Mr. Cooper and his brother, Ben Cooper, a lawyer who died in 1991, started the company on Harford Road in Northeast Baltimore in 1946. A second store opened recently in Green Spring Station.
"I will miss him as a friend," Edward Ritz, chairman of the board of Ritz Camera Centers, said yesterday of Harry Cooper. Mr. Ritz described Mr. Cooper as a "competitor I admired, a good competitor, a promoter of photography who was well-respected in the industry."
Mr. Ritz described the Cooper shops as "a credit to the industry."
Mr. Cooper, in a 1990 memoir, said of his work, "I did the advertising, bought the products, paid the bills, never missing a discount and handled the finances. I could concentrate on these responsibilities because Ben did so well building the store's image and excellent customer policies."

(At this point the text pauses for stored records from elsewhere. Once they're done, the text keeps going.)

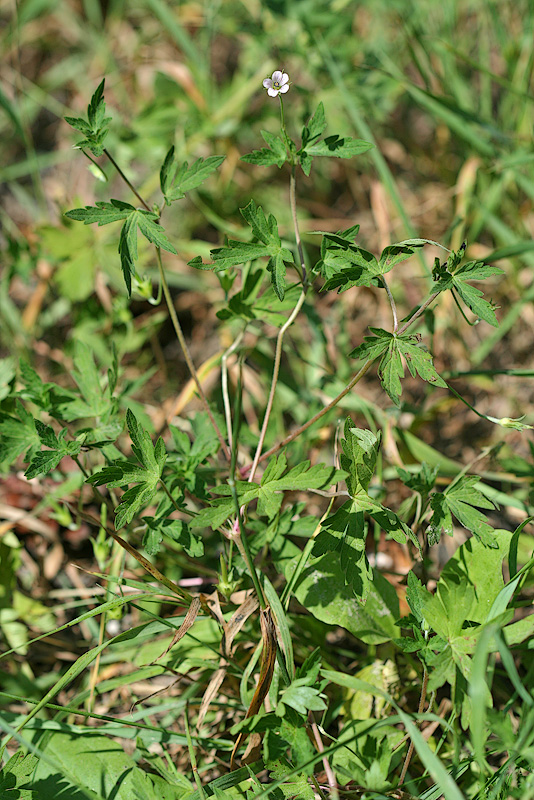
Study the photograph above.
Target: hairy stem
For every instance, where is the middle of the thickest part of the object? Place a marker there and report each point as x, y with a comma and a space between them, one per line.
187, 354
174, 318
422, 308
224, 386
276, 369
290, 319
409, 754
240, 538
359, 375
392, 303
293, 204
126, 181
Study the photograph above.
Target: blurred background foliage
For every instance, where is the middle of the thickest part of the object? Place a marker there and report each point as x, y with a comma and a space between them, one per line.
443, 90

Carroll Conway, assistant manager of the Harford Road store, said Harry Cooper had a good sense of humor and a good spirit. He said Harry Cooper would tell customers, who were curious about rarely seeing him behind the counter where Ben was a fixture, that he and his brother were like the two men in a circus act in a horse costume, with Ben as the front end.

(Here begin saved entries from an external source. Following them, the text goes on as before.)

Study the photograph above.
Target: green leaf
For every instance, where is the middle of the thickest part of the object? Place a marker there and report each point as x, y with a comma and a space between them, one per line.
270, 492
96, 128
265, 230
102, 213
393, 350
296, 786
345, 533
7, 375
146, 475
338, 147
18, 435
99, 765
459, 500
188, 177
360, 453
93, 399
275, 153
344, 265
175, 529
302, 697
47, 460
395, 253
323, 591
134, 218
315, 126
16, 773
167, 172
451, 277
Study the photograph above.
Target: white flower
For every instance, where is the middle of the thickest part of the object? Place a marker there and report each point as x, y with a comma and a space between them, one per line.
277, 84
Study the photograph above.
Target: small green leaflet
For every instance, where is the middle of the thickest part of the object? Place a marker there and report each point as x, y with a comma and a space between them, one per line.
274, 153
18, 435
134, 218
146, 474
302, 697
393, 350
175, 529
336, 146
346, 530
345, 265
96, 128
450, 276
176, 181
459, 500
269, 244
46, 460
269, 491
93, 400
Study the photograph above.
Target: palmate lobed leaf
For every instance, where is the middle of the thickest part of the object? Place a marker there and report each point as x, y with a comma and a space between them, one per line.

Ben Cooper, according to Mr. Conway, described Harry Cooper as "a born merchant."
Mr. Conway had been a customer of the store for 20 years, and then an employee for nearly 30 years now.
He said Harry Cooper was "one of the most ethical people that can be imagined in his relationships with both customers and employees."
Born in Baltimore, Harry Cooper was a 1927 graduate of Forest Park High School and a 1934 graduate of the Johns Hopkins University, where he studied accounting at night.
As a newspaper boy, he learned the importance of being first by hawking extras. At 13, he managed seven concession stands in Druid Hill Park, making $25 a week and turning $5,000 a week over to the owner.
While in college, he was credit and sales manager of the Hanover Shirt Co.
In 1944, he began his own practice as a certified public accountant and remained active in that field until 1985.
For nearly 30 years, he wrote a weekly column, "Out of the Barrel, for Photo Trade News. He was a member of the Photographic Research Association and received the 1991 Distinguished Service Award of the Photo Marketing Association.
Services were to be held at 9 a.m. today at Sol Levinson & Bros. Inc., 6010 Reisterstown Road.
He is survived by his wife, the former Hilda Sokolsky; two sons, Stephen Cooper of Baltimore and George Cooper of New York; three grandchildren; and a great-grandson.